Gorgocutie’s Breakdown:
Julius Caesar had two very different careers in two very different theaters, and the contrast is honestly hilarious. In Gaul (58-50 BC), he was an absolute machine — conquered over 800 cities, defeated three million people, crossed the Rhine into Germany, invaded Britain twice, and wrote a tidy little book about it (Commentarii de Bello Gallico) that schoolkids still read today. Professional general mode, full time.
Then he went to Egypt (48-47 BC). And the man who steamrolled all of Gaul spent his time… hanging out with Cleopatra, getting into a palace intrigue lover’s quarrel, fighting a minor war in Alexandria that nearly burned the Library down, and generally acting like a tourist with a military escort. The difference is night and day — Gaul was a full-scale conquest campaign, Egypt was a side quest that turned into a soap opera with Egyptian steps.

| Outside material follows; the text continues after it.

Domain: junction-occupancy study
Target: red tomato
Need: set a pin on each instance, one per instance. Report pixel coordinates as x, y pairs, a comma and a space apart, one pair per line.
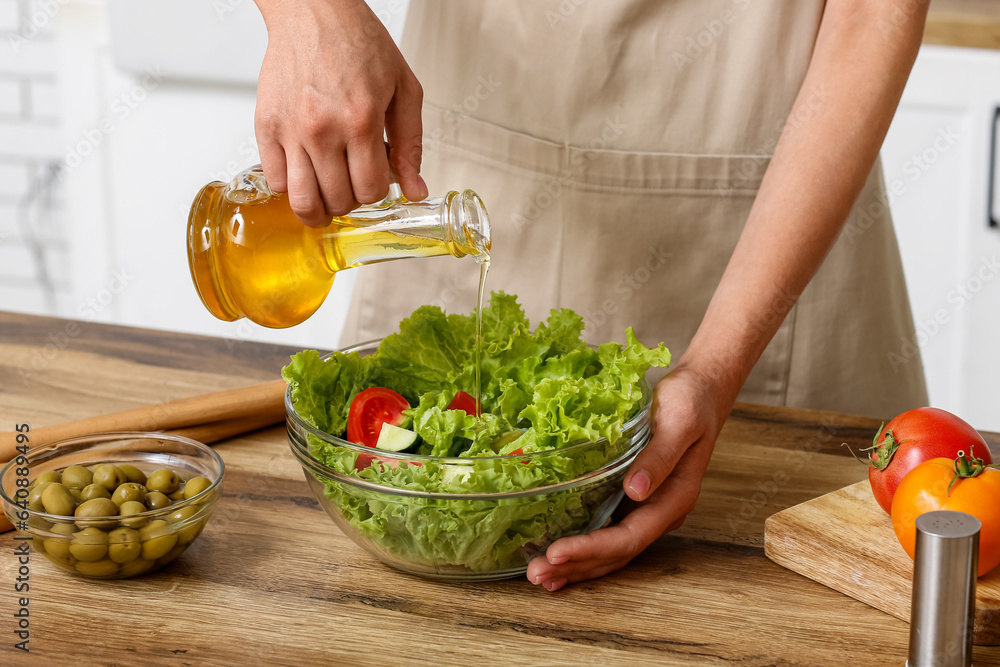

The meme captures it perfectly: Caesar in Gaul is the disciplined, history-making commander. Caesar in Egypt is a guy who got distracted by a pretty pharaoh and spent his time picking sides in a dynastic dispute while his soldiers fought in the streets of Alexandria. Same guy, completely different vibes.
TL;DR: Caesar in Gaul: conquered a continent, wrote a classic. Caesar in Egypt: caught feelings, almost burned down a library. Priorities.